Guidance for developing in software engineering
There are skills used throughout engineering (and if you’re in college right now they may not be the ones you expect). The curriculum structure with the best connection to evidence that I’m aware of is CDIO (Conceive-Design-Implement-Operate). They articulate the goal of engineering education as:
Graduating engineers should be able to conceive-design-implement-operate complex value-added engineering systems in a modern team-based environment.
It’s worth reading their materials, particularly on Personal and Professional Skills and Interpersonal Skills. These turn out to be the most heavily used and, in many cases, least taught skills for engineers.
Within software engineering, I suggest the following categories for reflection. I see many young programmers who focus only on the first (“practicing leetcode”) almost entirely, which is unfortunate.
Writing programs: Fluently producing code to solve specific, well specified problems.
- Can represent data in terms of sequences, maps, and sets.
- Can access data in sequences, maps, and sets.
- Can implement basic algorithms in terms of loops and conditionals over sequences, maps, and sets, such as folding, searching, iterating over distinct pairs, filtering, and mapping.
- Represent algorithms in functional and logic programming.
- More complicated data structures and algorithms.
- Effective use of generics, higher order functions, and duck typing.
- Metaprogramming, code generation, compilers
Mechanical sympathy: Intuitive understanding of how programs map onto the hardware, and how to adjust programs to use the hardware well.

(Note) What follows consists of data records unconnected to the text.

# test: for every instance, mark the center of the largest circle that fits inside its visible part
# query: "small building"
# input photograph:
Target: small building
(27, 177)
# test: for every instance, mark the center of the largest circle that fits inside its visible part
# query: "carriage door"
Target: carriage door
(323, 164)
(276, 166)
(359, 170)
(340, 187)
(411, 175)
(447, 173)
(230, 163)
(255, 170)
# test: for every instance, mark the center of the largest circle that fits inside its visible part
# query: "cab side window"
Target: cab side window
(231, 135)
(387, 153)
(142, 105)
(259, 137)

- Mental model of statement after statement mutating locations in memory, and of functions evaluating and returning values which are in turn used in further evaluation.

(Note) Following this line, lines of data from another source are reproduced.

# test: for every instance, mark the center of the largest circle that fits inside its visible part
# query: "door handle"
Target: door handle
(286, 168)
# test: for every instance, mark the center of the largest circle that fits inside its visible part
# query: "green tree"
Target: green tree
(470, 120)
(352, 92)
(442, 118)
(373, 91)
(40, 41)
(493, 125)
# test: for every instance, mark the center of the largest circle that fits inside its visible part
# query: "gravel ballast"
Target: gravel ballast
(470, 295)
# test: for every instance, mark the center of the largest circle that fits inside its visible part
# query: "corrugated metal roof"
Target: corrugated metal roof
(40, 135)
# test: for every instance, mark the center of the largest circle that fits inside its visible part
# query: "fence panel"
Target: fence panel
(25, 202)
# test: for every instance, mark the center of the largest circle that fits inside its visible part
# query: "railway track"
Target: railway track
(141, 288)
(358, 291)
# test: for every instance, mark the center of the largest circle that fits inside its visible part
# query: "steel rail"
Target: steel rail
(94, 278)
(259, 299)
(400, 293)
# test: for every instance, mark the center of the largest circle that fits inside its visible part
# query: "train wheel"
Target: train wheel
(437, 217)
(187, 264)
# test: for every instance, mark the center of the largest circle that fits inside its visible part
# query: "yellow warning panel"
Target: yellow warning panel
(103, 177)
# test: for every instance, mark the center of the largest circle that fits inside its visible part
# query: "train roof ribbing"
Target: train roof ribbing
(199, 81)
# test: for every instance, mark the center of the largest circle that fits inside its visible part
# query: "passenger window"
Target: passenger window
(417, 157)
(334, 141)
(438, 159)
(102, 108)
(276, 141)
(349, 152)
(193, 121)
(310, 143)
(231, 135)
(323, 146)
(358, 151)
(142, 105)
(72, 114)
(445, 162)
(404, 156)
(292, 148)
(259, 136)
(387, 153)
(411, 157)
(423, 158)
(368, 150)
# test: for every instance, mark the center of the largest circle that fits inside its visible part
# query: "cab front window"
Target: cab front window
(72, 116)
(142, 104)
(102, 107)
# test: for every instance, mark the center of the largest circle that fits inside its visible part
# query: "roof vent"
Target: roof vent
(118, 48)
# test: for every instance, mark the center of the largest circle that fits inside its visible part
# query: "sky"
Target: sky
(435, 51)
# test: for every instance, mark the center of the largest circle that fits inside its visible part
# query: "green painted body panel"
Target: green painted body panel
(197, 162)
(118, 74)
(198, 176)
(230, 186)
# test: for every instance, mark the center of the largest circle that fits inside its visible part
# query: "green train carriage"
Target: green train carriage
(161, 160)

- Primitive types and that they map onto binary patterns.
- Disk, RAM, CPU with registers.
- Allocation and garbage collection.
- Memory layout of data structures.
- L1/L2 caches, cache lines, cache locality, page faults.
Architecture: Structure of programs to combine well defined pieces to a larger end, avert issues, make future modifications straightforward, and simplify debugging.
- Organize into a set of functions that call one another.
- Organize functions so that data flows smoothly among them.
- Insert bottlenecks and constraints to control behavior.
- Unify partial models to produce an architecture.
Isolation, coordination, and communication: How to separate different parts of a computation into pieces to make each piece easier to reason about or to place that piece in a different computational environment, how to coordinate those pieces and communicate among them. Includes processes and threads, concurrency, networking, and distributed systems.
- Single threaded programs, running in isolation as processes on a machine.
- HTTP and basic network requests over sockets.
- Pipes and FIFOs.
- Forking processes and threads.
- Basic exclusion (non-atomic operations, locks, synchronized)
- Consensus and leader election
Data persistence: Maintaining data over time without corruption, accessing it effectively, complying with data controls, and preventing data loss.
- Read and write whole files.
- Basic SQL. Simple input parsing. Binary files with fixed offsets, serialization formats, encodings including Unicode.
- SQL, normalization, kv stores, file locking ordering, choosing appropriate storage engines and data models. Data migration.
- Backups and restoring backups.
- File semantics are hard. Tailing files.
- Anonymizing data, securing data, governing regulations like GDPR and HIPAA.
Quality assurance and operations: Demonstrating that programs work as intended and keeping them working so in the presence of real world conditions.
- Manual testing of simple, deterministic programs.
- Basic unit test suites for happy path and common errors.
- Logging output with print statements.
- Structured logging.
- Deriving test plans systematically.
- Property based testing and fuzz testing.
- Configuration management.
- Automatic deployment
- Monitoring, log aggregation.
Debugging: Effectively isolating, mitigating, and remove issues.